実演鑑賞
満足度★★★★
ヤクザの神竜組を率いる亡き組長の愛妻石田ひかりと、喜寿を迎えた!木村伝兵衛(岡森諦)元部長警部(現運転免許証更新センター相談役!)を軸に、決め台詞に彩られたつか版歌舞伎ともいうべき2時間。まず第一に音の芝居。つか芝居に音楽は決定的だったというように、キメ場面では、カッコいい曲がジャンジャーンとはじまる。次いで効果音。蹴り、殴る音、チャンバラの刀の音がいい。そして七五調に近い、カッコいいセリフの数々。石田ひかりはさすがの人気女優らしく、派手な感情表現はせず、抑えた演技で、そのかっこいいセリフを話すことに集中していた。ジャージ姿、シスター姿、そしてラストの襲名の艶やかな真っ赤な着物姿と、衣装も見事だった。
神竜一家と警視庁の刀を持った斬り合いのクライマックスは忠臣蔵のようだった。

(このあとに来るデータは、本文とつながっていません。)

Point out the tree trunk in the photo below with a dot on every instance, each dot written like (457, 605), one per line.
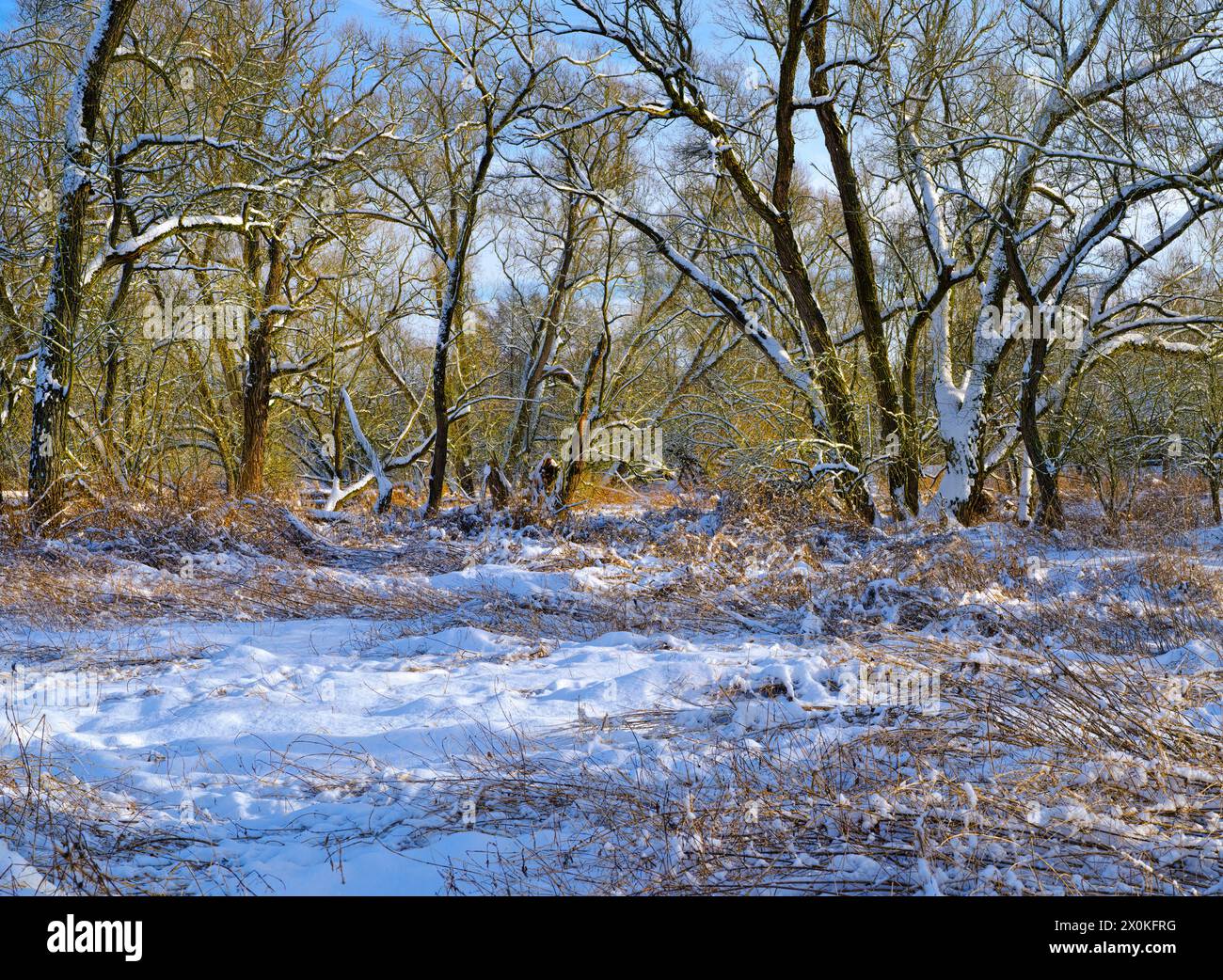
(257, 387)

その意味でもかぶきを彷彿とさせる舞台である。
物語はあるのだが、筋を追うよりも、その場その場の台詞のぶつけ合いがかっこいい。ヤクザの仁義を切る所作指導の砂田桃子に、伝兵衛に引退を迫る熊田留吉ジュニア(新原武)。法務大臣逮捕という花道の提案に、伝兵衛は「公文書偽造なんて、そんな魂のこもってない犯罪で俺の花道にできるか」と拒む。組員の恋人は、愛の証に自ら指を詰める。組員もそれぞれ見せ場があって、シスター今日子をしたった少年の日思い出や、俺の血を体に入れてくれた組長への恩義、今日子に本当は恋していた秘めた想いの告白も。
皆が、格好よさを競う中、しのぎのために原発廃炉作業で1000ミリシーベルトを浴びて、次第に弱っていくボケのカン太(野田翔太)が地味に笑いと悲しみを醸していた。